Context and parameters
Both models share the same 202,752-token context window — no advantage either way (context_ratio: 1.0). GLM 4.6 caps completions at 131,072 tokens; GLM 5 doesn't report a max_completion_tokens limit in this data, so don't assume it's unlimited, just undocumented here. GLM 5 supports two extra parameters GLM 4.6 doesn't: `logprobs` and `top_logprobs`, useful if you need token-level probability data for evaluation or guardrail pipelines. Otherwise the parameter sets are nearly identical (tool calling, structured outputs, reasoning toggles, penalties).
When to pick each
Pick GLM 5 by default for anything involving code generation, multi-step agent workflows, or app scaffolding — the Elo gap holds across every shared category, agentic and otherwise. Pick GLM 4.6 when you're running high-volume, less demanding tasks where the 28% lower input cost adds up, or when you don't need default-on reasoning and want a lighter-weight call. Both models are available on OpenKey through one API key, billed at the provider's list price plus a flat 3% fee.
Which model for which job
| Use case | Pick | Why |
|---|---|---|
| Agentic coding (mobile/full-stack apps) | GLM 5 | Leads GLM 4.6 in androidnative (1244 vs 1097), fullstack (1190 vs 1098), and mobileapps (1222 vs 1186) Elo |
| Game dev / Godot workflows | GLM 5 | godotgamedev Elo 1237 (rank #3) vs GLM 4.6's 1219 (rank #7) |
| High-volume batch text generation | GLM 4.6 | Input price is 28% lower ($0.4429/M vs $0.618/M on OpenKey) |
| UI component / website generation | GLM 5 | uicomponent Elo 1287 vs 1214, website Elo 1290 vs 1217 |
| Need token-level probability output | GLM 5 | Only GLM 5 supports `logprobs` and `top_logprobs` parameters |
| Long-context document work | Either | Both share the identical 202,752-token context window |
Questions
- Is GLM 5 worth the extra cost over GLM 4.6?

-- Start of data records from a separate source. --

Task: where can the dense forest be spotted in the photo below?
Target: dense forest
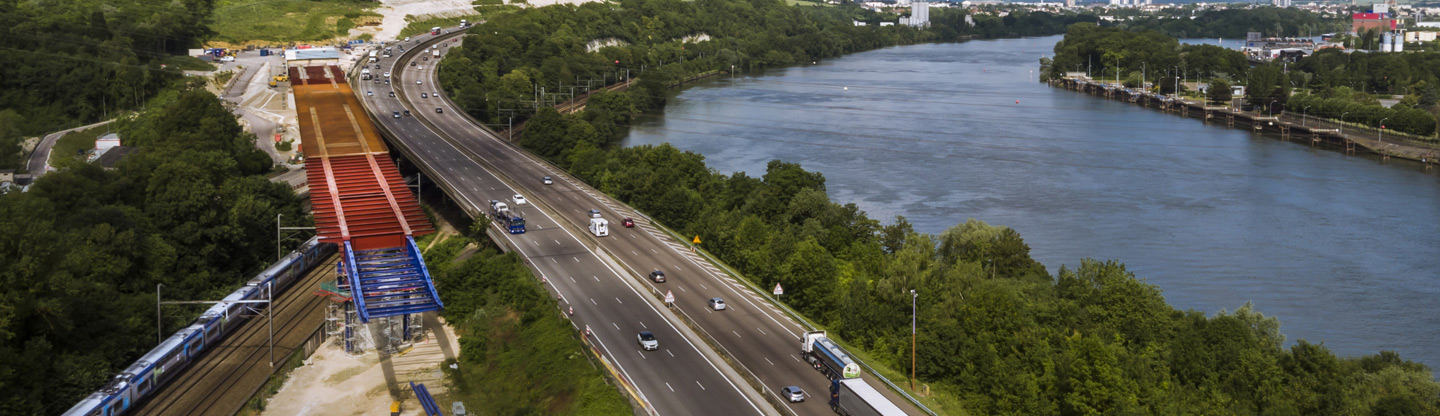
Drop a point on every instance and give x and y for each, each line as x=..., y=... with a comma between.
x=1326, y=84
x=660, y=42
x=71, y=62
x=1002, y=334
x=85, y=248
x=1237, y=22
x=1108, y=51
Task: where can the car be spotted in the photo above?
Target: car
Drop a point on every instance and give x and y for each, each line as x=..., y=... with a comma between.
x=792, y=393
x=647, y=341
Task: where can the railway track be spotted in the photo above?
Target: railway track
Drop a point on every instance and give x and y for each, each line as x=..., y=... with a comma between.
x=229, y=373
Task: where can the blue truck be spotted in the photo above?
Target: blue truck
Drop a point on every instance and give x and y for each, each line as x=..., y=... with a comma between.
x=509, y=220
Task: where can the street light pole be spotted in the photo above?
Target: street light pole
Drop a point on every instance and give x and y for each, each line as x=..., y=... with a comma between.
x=913, y=297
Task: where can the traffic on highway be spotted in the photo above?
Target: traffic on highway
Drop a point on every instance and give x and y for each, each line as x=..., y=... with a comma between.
x=763, y=341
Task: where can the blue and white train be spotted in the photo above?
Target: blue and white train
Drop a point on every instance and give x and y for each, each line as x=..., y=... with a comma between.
x=144, y=377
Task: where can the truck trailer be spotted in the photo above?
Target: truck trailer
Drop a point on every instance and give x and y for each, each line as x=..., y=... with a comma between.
x=827, y=357
x=599, y=228
x=856, y=398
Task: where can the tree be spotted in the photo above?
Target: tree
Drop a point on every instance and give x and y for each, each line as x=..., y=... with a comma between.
x=1218, y=92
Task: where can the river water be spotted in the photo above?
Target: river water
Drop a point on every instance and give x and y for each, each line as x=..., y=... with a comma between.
x=1342, y=249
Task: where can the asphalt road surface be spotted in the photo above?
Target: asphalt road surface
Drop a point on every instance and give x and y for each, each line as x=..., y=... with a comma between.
x=763, y=340
x=681, y=377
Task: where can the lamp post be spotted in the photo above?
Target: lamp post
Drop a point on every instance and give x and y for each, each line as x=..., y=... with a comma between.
x=913, y=297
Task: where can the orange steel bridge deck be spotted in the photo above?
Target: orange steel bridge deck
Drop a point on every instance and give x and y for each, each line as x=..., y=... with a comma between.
x=357, y=193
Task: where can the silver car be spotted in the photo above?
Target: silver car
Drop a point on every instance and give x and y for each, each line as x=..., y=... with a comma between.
x=792, y=393
x=647, y=341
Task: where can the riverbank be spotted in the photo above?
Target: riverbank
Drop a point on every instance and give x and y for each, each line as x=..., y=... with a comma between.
x=1318, y=131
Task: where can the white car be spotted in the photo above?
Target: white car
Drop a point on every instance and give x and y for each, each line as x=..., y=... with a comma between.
x=647, y=341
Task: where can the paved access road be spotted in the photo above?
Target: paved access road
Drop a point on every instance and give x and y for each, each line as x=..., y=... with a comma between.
x=39, y=161
x=765, y=341
x=681, y=377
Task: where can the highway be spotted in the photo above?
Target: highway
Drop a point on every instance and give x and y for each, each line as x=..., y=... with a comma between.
x=765, y=341
x=681, y=377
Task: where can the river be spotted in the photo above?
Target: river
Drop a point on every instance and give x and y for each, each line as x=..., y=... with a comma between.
x=1344, y=249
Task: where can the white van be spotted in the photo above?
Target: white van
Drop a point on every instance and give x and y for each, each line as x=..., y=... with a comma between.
x=599, y=228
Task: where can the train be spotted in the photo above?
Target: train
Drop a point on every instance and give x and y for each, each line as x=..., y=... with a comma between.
x=146, y=376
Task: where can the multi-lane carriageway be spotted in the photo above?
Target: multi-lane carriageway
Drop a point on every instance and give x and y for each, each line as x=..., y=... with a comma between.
x=599, y=277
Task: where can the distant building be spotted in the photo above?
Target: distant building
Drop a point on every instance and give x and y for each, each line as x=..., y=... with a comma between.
x=919, y=15
x=1362, y=22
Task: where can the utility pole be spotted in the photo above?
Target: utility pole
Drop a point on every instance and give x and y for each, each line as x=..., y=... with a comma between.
x=280, y=254
x=913, y=297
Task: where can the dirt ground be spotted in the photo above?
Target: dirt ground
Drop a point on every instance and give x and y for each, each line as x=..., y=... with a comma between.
x=336, y=383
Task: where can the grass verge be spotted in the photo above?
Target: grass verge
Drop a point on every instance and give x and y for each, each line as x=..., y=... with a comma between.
x=287, y=20
x=517, y=354
x=68, y=147
x=415, y=26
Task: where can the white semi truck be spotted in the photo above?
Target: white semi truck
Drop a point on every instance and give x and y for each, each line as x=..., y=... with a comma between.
x=856, y=398
x=599, y=228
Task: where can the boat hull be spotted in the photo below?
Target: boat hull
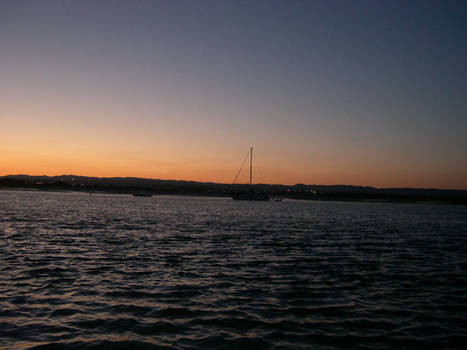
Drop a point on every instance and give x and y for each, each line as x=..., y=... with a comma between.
x=253, y=196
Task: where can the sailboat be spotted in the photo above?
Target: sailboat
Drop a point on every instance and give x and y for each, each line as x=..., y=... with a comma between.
x=251, y=195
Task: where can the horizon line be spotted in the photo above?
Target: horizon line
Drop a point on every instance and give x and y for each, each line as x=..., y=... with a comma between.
x=229, y=184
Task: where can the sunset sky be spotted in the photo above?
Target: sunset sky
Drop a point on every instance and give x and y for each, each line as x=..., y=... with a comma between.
x=327, y=92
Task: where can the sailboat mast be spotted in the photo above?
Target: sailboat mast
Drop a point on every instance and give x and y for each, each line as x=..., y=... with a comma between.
x=251, y=162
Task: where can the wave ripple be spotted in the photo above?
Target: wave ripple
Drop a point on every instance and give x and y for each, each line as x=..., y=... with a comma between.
x=119, y=272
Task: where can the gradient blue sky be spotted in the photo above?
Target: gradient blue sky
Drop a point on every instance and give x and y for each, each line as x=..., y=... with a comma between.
x=327, y=92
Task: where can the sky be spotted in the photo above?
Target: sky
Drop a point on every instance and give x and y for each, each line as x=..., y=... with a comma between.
x=368, y=93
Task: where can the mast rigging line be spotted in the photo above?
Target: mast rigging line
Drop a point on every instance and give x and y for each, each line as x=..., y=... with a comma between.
x=235, y=180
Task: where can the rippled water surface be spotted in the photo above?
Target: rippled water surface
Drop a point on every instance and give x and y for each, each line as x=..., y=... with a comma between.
x=81, y=271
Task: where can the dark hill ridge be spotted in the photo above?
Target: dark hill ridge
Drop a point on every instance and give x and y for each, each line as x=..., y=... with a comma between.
x=298, y=191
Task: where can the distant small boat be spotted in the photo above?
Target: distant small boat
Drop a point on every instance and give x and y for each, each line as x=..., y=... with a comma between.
x=142, y=194
x=251, y=195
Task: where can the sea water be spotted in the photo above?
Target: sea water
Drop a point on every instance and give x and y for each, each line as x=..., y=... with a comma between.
x=80, y=271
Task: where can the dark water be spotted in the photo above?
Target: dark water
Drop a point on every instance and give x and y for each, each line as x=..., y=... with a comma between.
x=84, y=271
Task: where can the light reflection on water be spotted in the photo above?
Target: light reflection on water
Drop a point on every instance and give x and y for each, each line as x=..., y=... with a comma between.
x=109, y=271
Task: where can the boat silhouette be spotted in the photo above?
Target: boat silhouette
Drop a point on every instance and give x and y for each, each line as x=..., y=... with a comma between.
x=251, y=194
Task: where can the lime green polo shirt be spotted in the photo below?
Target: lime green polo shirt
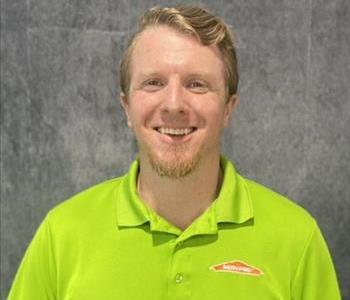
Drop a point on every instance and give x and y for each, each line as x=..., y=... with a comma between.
x=105, y=243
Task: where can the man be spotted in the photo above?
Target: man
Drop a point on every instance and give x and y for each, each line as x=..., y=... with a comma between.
x=182, y=224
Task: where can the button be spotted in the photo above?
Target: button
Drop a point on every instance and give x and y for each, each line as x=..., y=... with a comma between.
x=179, y=277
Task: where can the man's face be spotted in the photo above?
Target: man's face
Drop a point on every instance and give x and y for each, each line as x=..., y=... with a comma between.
x=176, y=104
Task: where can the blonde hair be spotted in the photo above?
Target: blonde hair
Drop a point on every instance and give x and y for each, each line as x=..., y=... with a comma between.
x=196, y=21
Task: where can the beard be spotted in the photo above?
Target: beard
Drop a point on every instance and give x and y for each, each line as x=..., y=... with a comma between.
x=177, y=162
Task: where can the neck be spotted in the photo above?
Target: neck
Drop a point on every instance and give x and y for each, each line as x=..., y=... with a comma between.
x=181, y=200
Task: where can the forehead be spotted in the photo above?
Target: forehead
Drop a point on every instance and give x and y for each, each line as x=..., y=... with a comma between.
x=161, y=47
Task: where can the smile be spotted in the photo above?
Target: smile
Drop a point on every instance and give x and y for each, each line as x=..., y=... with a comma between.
x=175, y=131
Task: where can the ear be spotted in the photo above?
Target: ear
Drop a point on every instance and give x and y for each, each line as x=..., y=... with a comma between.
x=125, y=104
x=230, y=106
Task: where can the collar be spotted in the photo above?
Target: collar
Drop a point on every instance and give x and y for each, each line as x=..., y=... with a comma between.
x=233, y=205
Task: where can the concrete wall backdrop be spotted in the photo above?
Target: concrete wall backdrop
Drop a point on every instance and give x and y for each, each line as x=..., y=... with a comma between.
x=63, y=129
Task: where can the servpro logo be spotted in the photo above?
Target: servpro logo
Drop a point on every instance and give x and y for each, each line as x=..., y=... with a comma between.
x=237, y=266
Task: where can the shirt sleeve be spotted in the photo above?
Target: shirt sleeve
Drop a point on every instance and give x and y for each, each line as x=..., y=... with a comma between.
x=315, y=277
x=35, y=278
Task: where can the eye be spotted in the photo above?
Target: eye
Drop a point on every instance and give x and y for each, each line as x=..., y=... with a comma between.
x=198, y=86
x=152, y=85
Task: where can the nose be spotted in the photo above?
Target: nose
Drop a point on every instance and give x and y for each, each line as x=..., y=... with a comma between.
x=174, y=100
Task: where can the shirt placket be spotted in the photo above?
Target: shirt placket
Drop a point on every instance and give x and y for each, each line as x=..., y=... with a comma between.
x=179, y=277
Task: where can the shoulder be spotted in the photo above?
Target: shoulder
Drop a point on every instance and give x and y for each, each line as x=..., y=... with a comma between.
x=274, y=209
x=92, y=203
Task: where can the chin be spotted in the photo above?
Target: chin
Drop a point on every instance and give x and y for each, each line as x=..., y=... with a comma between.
x=174, y=164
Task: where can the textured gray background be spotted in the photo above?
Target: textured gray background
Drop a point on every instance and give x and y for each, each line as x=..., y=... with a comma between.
x=63, y=129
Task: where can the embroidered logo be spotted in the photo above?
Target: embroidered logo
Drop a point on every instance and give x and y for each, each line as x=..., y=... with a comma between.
x=237, y=266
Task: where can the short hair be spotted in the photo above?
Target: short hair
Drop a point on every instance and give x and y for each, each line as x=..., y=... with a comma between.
x=193, y=20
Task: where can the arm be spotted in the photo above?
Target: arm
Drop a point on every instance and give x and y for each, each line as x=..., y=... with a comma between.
x=315, y=277
x=36, y=275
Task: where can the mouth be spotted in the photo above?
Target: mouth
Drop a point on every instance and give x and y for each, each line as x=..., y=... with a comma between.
x=175, y=132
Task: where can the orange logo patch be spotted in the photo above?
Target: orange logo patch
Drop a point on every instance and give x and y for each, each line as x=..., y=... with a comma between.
x=237, y=266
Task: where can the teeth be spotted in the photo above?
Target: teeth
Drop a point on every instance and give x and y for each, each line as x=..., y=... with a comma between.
x=175, y=131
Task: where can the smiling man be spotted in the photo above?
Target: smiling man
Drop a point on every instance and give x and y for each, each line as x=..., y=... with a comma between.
x=182, y=223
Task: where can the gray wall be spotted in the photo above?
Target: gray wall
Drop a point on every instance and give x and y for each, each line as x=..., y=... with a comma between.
x=63, y=130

- For coding and agent tasks, yes. GLM 5 wins all 11 shared Design Arena categories, with a 147-point Elo gap in androidnative (1244 vs 1097). The cost difference on a 10M-input/2M-output workload is $9.84 vs $7.78 — about $2.06 more, which is small relative to the capability gap.
- Do GLM 4.6 and GLM 5 have the same context window?
- Yes, both support 202,752 tokens of context (context_ratio: 1.0). GLM 4.6 caps output at 131,072 tokens; GLM 5's max output isn't documented in the catalog data, so check current provider docs before relying on a specific limit.
- How much more expensive is GLM 5 per token?
- GLM 5's input price is $0.618/M on OpenKey ($0.60 provider price × 1.03) versus GLM 4.6's $0.4429/M ($0.43 × 1.03) — GLM 4.6's input price is 72% of GLM 5's. Output is closer: $1.9776/M vs $1.7922/M.
- Does GLM 5 use reasoning by default?
- Yes — GLM 5 has default_enabled reasoning, while GLM 4.6's reasoning is optional and not mandatory. Both models support the `reasoning` parameter, but GLM 5 turns it on unless you explicitly disable it, which can affect latency and output token counts.